まだ4試合が残っているため決勝トーナメント進出の可能性について断言はできないものの、日本が銀メダルを獲得した北京五輪では5勝4敗でギリギリの進出となったことから、暗雲が立ち込める日本。彼女たちが試合で勝利を呼び込めないポイントはどこにあったのか。1次リーグ後半戦に向けて必要なことは何なのか。3度の五輪出場、ロコ・ソラーレではフィフスとして北京銀メダルに貢献し、現在は解説者として活躍している石崎琴美さんに話を聞いた。
「韓国が完璧だった」精度で上回れなかったフォルティウス
お見事だったのが、その第8エンドでの韓国のサード、キム・ミンジ選手のショットです。日本のストーンがたまった状態での、ミンジ選手の1投目。投げたストーンを日本のセンターガード(センターライン上にあるガードストーン)に当ててダブルテイクアウト(相手ストーン2個を同時に弾き出すこと)し、まずハウス内の配置を変えました。さらに2投目では、自軍のガードストーンに当ててダブルテイクアウトする「ランバックダブル」を決めました。もう本当に完璧なショットでしたね。
ただ、完璧なショットを決められたら、こちらも完璧に返さないといけないんです。その直後、スキップの吉村紗也香選手の1投目は悪くはなかったのですが、相手のストーンにくっつけて日本がナンバーワンを取ろうという狙いがあったものの、少し離れてしまいました。2投目も同じシチュエーションになりましたが、決め切れなかったのが悔やまれます。
五輪は、トップレベルのチームしか出てきません。「やられたらやり返す」じゃないと勝てない世界。好調だったミンジ選手は、もともと難しいショットを決めるのが上手なタイプで、特に速いショットが得意です。今日は、その持ち味が存分に出ていましたね。

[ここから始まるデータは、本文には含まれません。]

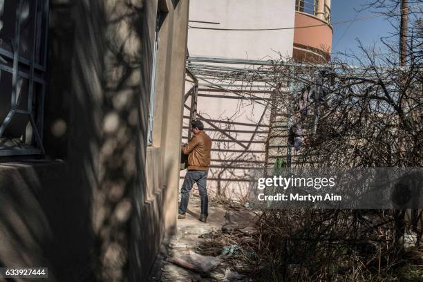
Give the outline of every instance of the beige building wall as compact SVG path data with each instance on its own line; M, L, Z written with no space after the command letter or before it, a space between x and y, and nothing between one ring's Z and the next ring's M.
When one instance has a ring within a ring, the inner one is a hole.
M190 26L217 28L260 29L294 27L295 1L294 0L192 0L190 3L189 20L217 22L219 24L190 22ZM191 57L212 57L230 59L270 59L292 55L294 30L266 31L229 31L189 29L188 50ZM224 64L222 64L224 65ZM230 65L243 68L243 65ZM250 66L249 66L250 67ZM265 140L267 133L269 109L262 118L267 100L254 101L226 97L209 97L202 95L225 95L231 93L217 93L207 91L205 84L219 84L213 79L200 79L200 96L198 112L200 116L214 120L214 124L225 129L234 139L243 146L227 141L229 138L205 122L207 132L214 139L212 152L212 167L209 173L209 194L220 193L236 199L244 196L249 182L248 167L263 167ZM239 84L240 82L234 82ZM223 86L224 88L241 90L242 87ZM187 87L187 90L189 88ZM244 88L245 89L245 88ZM263 90L252 88L250 90ZM216 89L214 89L216 91ZM268 98L269 94L256 94L257 97ZM186 103L189 104L189 100ZM185 116L189 115L185 109ZM258 133L254 124L261 120ZM223 123L218 122L223 121ZM228 124L227 121L251 125ZM184 119L184 142L187 139L189 120ZM250 142L252 141L252 142ZM247 147L247 148L245 148ZM244 161L244 162L243 162ZM234 169L234 167L236 167ZM182 185L185 171L181 173Z
M293 27L294 0L193 0L189 19L219 24L191 22L191 26L218 28ZM190 56L261 59L268 56L292 56L294 30L223 31L189 29Z

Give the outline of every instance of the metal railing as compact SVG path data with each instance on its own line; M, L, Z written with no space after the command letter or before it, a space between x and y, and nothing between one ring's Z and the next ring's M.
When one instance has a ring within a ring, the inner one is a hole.
M44 153L48 3L0 1L0 156Z
M312 15L313 16L318 16L317 11L317 0L296 0L295 1L295 10L297 12L302 12L307 14ZM325 4L323 6L323 10L322 11L325 21L330 21L330 8Z

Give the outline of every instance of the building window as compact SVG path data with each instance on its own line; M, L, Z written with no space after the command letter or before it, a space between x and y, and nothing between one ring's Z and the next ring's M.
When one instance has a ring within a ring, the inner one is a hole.
M0 0L0 157L42 155L48 0Z

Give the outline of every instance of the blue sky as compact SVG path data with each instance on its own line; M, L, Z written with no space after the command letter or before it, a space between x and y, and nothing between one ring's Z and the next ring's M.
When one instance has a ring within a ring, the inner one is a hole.
M356 17L361 18L375 15L370 10L364 10L359 13L355 11L360 9L360 5L368 0L332 0L331 3L332 22L352 19ZM384 19L379 17L370 19L335 25L332 35L332 53L344 51L357 51L358 43L355 39L359 39L364 45L370 46L373 43L384 49L380 37L389 36L392 32L392 26ZM348 52L349 53L349 52Z

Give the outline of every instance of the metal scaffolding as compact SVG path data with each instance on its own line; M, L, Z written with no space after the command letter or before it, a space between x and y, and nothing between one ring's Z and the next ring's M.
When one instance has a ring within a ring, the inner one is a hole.
M189 115L184 116L188 129L189 140L191 137L191 121L198 118L205 123L205 130L210 133L218 133L221 138L212 138L211 170L248 170L253 167L267 167L272 166L277 158L285 158L290 164L290 145L288 143L288 115L286 111L282 111L277 105L275 91L283 95L290 93L290 84L285 82L280 89L272 86L273 72L261 70L263 66L274 66L273 61L259 61L216 57L189 57L187 59L187 77L194 85L185 96L185 109ZM299 66L297 64L286 64L286 68ZM250 82L245 83L246 81ZM191 97L190 101L188 101ZM248 101L261 110L259 118L255 122L219 120L209 118L207 113L198 113L197 104L201 109L201 99L203 97L220 99L225 101ZM200 99L199 99L200 98ZM270 116L271 115L271 116ZM236 126L242 129L236 129ZM275 129L285 133L276 133ZM235 135L242 134L240 139ZM276 142L276 140L278 142ZM221 145L223 143L232 144L228 149ZM254 146L262 145L261 149ZM233 153L226 155L227 153ZM223 158L214 157L214 153L220 153ZM254 158L243 158L244 156L254 156ZM213 174L213 173L212 173ZM212 180L248 181L248 178L216 178L212 176Z

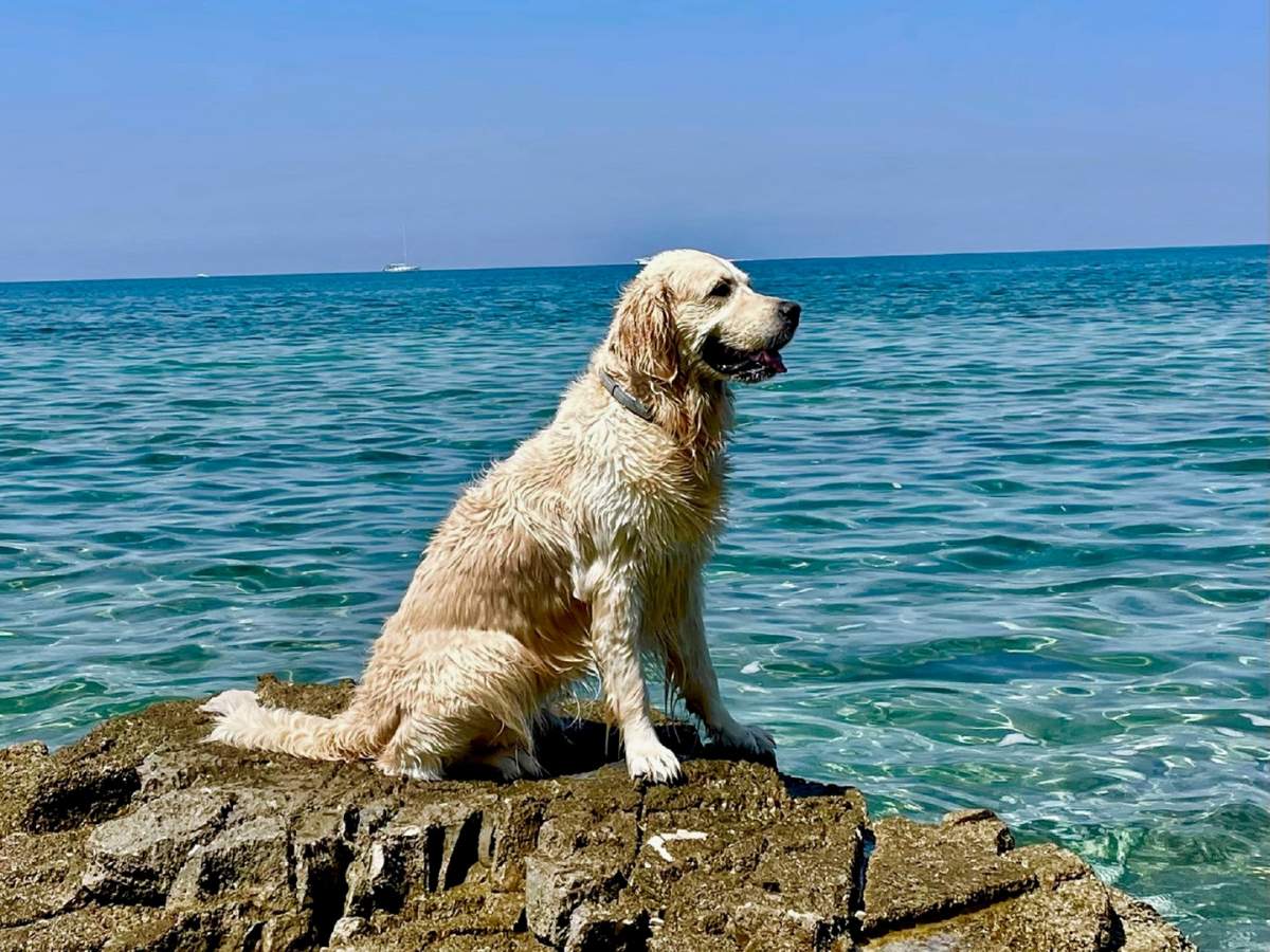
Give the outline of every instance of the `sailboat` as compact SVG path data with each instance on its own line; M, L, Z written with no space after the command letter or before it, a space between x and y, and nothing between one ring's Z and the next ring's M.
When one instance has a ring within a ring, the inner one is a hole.
M401 260L392 261L391 264L385 264L384 270L390 274L400 274L401 272L417 272L422 270L418 264L406 264L410 259L405 254L405 226L401 226Z

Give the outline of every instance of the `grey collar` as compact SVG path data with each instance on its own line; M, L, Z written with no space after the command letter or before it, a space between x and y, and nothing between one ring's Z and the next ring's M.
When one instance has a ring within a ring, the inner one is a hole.
M649 423L653 421L653 409L648 404L631 396L630 391L610 377L603 367L596 367L596 376L599 377L599 382L605 385L605 390L613 395L613 400L625 406L641 420L648 420Z

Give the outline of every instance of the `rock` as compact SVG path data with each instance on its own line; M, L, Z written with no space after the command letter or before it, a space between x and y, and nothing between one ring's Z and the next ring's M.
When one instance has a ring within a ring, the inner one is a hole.
M349 691L259 688L318 713ZM664 718L685 782L634 783L601 711L568 713L541 745L558 776L511 784L204 744L197 702L9 748L0 952L1191 948L991 811L872 820L857 791L719 757Z
M869 935L946 918L1026 892L1036 875L1003 848L1012 845L996 815L945 817L939 826L903 817L872 825L861 925ZM969 862L973 858L973 862Z
M185 861L220 831L232 803L224 791L178 790L103 823L88 838L86 895L126 905L163 901Z

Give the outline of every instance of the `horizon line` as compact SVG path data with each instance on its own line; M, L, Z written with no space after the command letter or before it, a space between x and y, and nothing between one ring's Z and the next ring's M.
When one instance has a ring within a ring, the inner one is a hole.
M1025 248L1025 249L1005 249L1005 250L989 250L989 251L918 251L918 253L883 253L883 254L860 254L860 255L796 255L796 256L776 256L776 258L747 258L744 255L737 255L728 258L730 261L743 261L743 263L759 263L759 261L843 261L843 260L874 260L874 259L889 259L889 258L980 258L989 255L1033 255L1033 254L1073 254L1073 253L1090 253L1090 251L1182 251L1182 250L1204 250L1204 249L1238 249L1238 248L1270 248L1270 241L1233 241L1233 242L1217 242L1217 244L1203 244L1203 245L1119 245L1113 248ZM671 250L671 249L663 249ZM654 254L659 254L654 253ZM514 272L514 270L547 270L547 269L566 269L566 268L624 268L624 267L636 267L636 260L634 258L630 261L594 261L591 264L469 264L469 265L451 265L446 268L433 268L427 265L420 265L415 272L408 272L414 274L446 274L452 272ZM210 281L216 278L301 278L301 277L325 277L325 275L345 275L345 274L384 274L382 269L375 270L354 270L354 272L239 272L239 273L226 273L226 274L141 274L141 275L118 275L112 278L18 278L18 279L3 279L0 286L5 284L88 284L94 282L112 282L112 281Z

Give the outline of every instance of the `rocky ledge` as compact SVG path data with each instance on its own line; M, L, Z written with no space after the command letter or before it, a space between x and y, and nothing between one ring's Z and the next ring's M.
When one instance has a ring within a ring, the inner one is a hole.
M331 713L349 687L260 693ZM9 748L0 949L1191 948L987 810L874 820L674 722L686 782L634 784L594 713L542 740L555 777L511 784L204 744L197 702Z

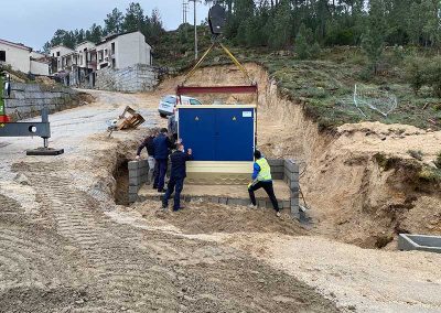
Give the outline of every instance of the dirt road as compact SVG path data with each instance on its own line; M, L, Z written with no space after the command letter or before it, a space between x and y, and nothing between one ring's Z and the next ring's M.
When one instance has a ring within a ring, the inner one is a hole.
M146 129L108 138L105 121L126 105L143 108L146 127L163 121L155 95L94 95L51 116L51 145L64 155L24 156L39 139L1 139L0 312L338 311L241 249L170 223L138 225L137 212L116 206L112 172Z
M441 312L438 255L362 249L245 207L115 205L115 169L164 123L155 106L172 86L94 91L96 104L51 116L62 156L0 140L0 312ZM105 121L126 105L147 123L109 139Z

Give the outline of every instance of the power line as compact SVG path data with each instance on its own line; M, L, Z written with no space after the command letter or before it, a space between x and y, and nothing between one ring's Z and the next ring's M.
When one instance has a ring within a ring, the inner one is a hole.
M189 13L190 3L186 0L182 0L182 23L186 24L186 13Z
M194 60L197 61L197 24L196 24L196 2L201 2L201 0L189 0L193 2L194 9Z

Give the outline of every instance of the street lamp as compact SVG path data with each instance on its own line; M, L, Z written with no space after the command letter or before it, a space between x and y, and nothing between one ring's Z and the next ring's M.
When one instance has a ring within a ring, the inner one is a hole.
M194 9L194 60L197 61L197 25L196 25L196 2L201 2L201 0L189 0L193 2Z

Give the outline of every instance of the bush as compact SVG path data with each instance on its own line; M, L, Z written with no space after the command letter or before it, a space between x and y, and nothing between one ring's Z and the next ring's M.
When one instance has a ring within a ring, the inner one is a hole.
M312 31L304 24L300 25L295 36L294 52L300 60L316 58L320 54L320 45L313 42Z
M429 86L433 95L441 98L441 57L433 60L415 57L407 62L406 76L415 94Z
M438 169L441 169L441 151L438 152L437 159L434 160L434 164Z

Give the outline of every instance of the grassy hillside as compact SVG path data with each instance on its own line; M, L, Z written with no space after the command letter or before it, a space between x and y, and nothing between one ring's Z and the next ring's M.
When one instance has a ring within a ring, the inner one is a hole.
M168 32L157 47L157 64L186 71L194 64L193 28L187 26ZM201 54L208 47L209 32L198 29ZM346 122L380 121L384 123L406 123L419 128L441 129L441 99L431 90L422 88L416 95L405 75L405 60L427 52L387 48L377 76L367 71L367 60L358 47L334 47L322 50L313 61L300 61L292 52L271 52L266 48L247 50L226 43L240 62L256 62L269 72L280 91L292 100L302 100L305 111L322 128L332 128ZM429 55L430 56L430 55ZM212 53L204 65L229 63L222 51ZM356 108L353 99L354 86L374 91L369 99L383 96L397 98L397 108L387 117L367 106Z

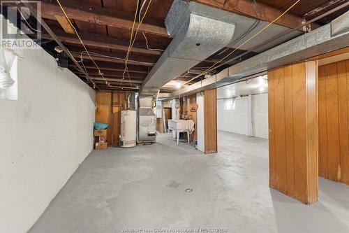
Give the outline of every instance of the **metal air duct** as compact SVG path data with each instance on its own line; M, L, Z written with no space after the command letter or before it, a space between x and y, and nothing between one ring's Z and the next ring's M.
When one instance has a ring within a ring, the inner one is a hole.
M172 41L143 81L140 97L164 85L232 41L232 13L195 2L174 0L165 20Z

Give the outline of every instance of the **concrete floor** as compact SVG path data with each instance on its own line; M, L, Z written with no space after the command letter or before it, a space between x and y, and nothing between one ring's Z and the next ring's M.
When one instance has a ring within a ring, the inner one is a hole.
M319 202L306 206L268 187L267 140L219 132L218 144L207 155L162 135L95 150L29 232L349 232L349 186L320 178Z

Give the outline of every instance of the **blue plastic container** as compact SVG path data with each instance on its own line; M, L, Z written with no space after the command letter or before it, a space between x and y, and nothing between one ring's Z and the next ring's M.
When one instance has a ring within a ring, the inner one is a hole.
M94 122L94 126L96 129L105 129L109 127L109 124L103 122Z

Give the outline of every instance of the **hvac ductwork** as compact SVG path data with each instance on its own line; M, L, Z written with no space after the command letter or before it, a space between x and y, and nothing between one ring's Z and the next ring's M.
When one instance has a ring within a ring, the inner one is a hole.
M144 80L140 96L164 85L232 41L231 13L195 2L174 0L165 20L172 41Z

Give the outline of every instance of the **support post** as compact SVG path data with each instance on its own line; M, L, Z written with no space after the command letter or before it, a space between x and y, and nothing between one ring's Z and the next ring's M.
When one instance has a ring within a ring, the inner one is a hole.
M205 153L217 153L217 92L204 91Z

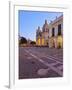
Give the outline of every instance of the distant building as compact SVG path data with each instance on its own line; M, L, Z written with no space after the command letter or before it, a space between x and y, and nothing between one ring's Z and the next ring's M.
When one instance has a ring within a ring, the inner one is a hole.
M63 15L56 17L51 23L45 23L36 30L36 45L51 47L63 47Z

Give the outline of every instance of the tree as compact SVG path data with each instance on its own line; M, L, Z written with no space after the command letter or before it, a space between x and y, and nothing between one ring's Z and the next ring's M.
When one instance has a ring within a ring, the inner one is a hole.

フォルティウスはあきらめずに、次のエンドで2点を取り返したことは評価できますし、明日以降の戦いにつながると思います。試合後のインタビューでは、吉村選手もサードの小野寺佳歩選手も、「状態は上がってきている」と口にしていました。ここ数試合、第7エンドくらいまでは良い形で運べているだけに、やっぱり課題は試合終盤です。どうすれば勝ち切れるのか、そこを考えないといけません。